“Let us sit about and tell sad tales of the deaths of kings.” Billy Rattlelance. I forget which play. But the meaning seems clear. And quite appropriate to Sears.
I have had a Freudian association with Sears for years. When I was a bairn, Sears, along with Belk, Hudson, was a place my family went to equip ourselves. For many years my father bought his tools exclusively at Sears. That was back when they had very good quality tools and they had a lifetime guarantee. Which cost them a lot of money the way my father abused his tools – he was one of those “git er dun’ types – and was always taking them back for replacement.
I recall in my adolescence that Sears was one of two store in Huntsville that sold slide rules. Of course, they were Pickett slide rules, made of aluminium. That was the beginning of the hate side of the Freudian association.
When I went off to college, I continued to shop at Sears. The only difference was that it was the one in the city of the Black Warrior. I recall that even in the ’60’s that the parking was abysmal. And the clerks treated the college students worse than the African-Americans. Which is saying something given the Alibam racism in those days.
And yes, Virginia, the racism has abated a bit since then, except for people who used to be Chief Justicar of Alibam.
The love side reached its peak when I moved Nawth to the campus of the Boneyard. My very existence depended on the Urbana Sears. That was where I could go to get winter gear that was necessary whenever I left a schule building. I quickly discovered that what was sold in a Sears store was geographic. And the Yankee stores had better stuff than the Southron stores.
When I left the campus of the Boneyard for the campus of the Tennessee, I managed to find a way to continue getting Yankee Sears catalogs for several years. This was important since when I got to the campus of the Tennessee, the Huntsville store had gone way down hill. While I was off in the MidWest, the Sears body had begun to rot.
In the following years, the rot intensified.
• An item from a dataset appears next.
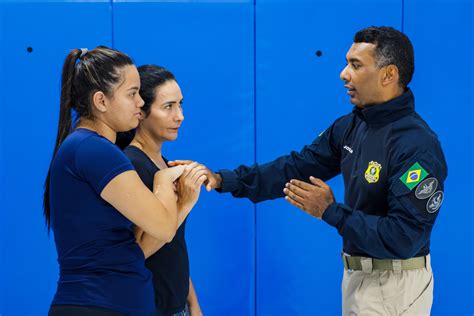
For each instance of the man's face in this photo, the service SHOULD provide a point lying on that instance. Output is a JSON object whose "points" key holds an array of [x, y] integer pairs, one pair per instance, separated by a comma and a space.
{"points": [[361, 75]]}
First they closed the old Sears on the edge of downtown and moved it out to the wasteland between Huntsville and Athens. And the tools became stercus. And people quit shopping there. Not at once, but over thirty years.
Now I live in Greater Metropolitan Arab. The Sears store is locally owned. I am sorry for the owners and their employees. But we haven’t bought much there. It’s too small and what they sell is too orthogonal to our lives.
When I was in grad schule, one of my few diversions was reading ANALOG science fiction magazine. It had a fact article or two each month and I recall one that helped me greater with being a manager. This article talked about the life cycle of organizations. It seems that most organizations go through three phases. The first phase is initiation, which is done by people who have technical competence in whatever the organization does. The second phase is growth, which is done by people who are “professional” managers. The third phase is demise, which is done by people who are accountants.
A parallel with human dementia is appropriate.
In effect, Sears rotted to death. It lost sight of what it needed to do and be and just worried about money. And so it died. From lack of money.
There’s a moral there and I am sure that Shakespeare said something about that. But all I know is that you can’t buy slide rules any more.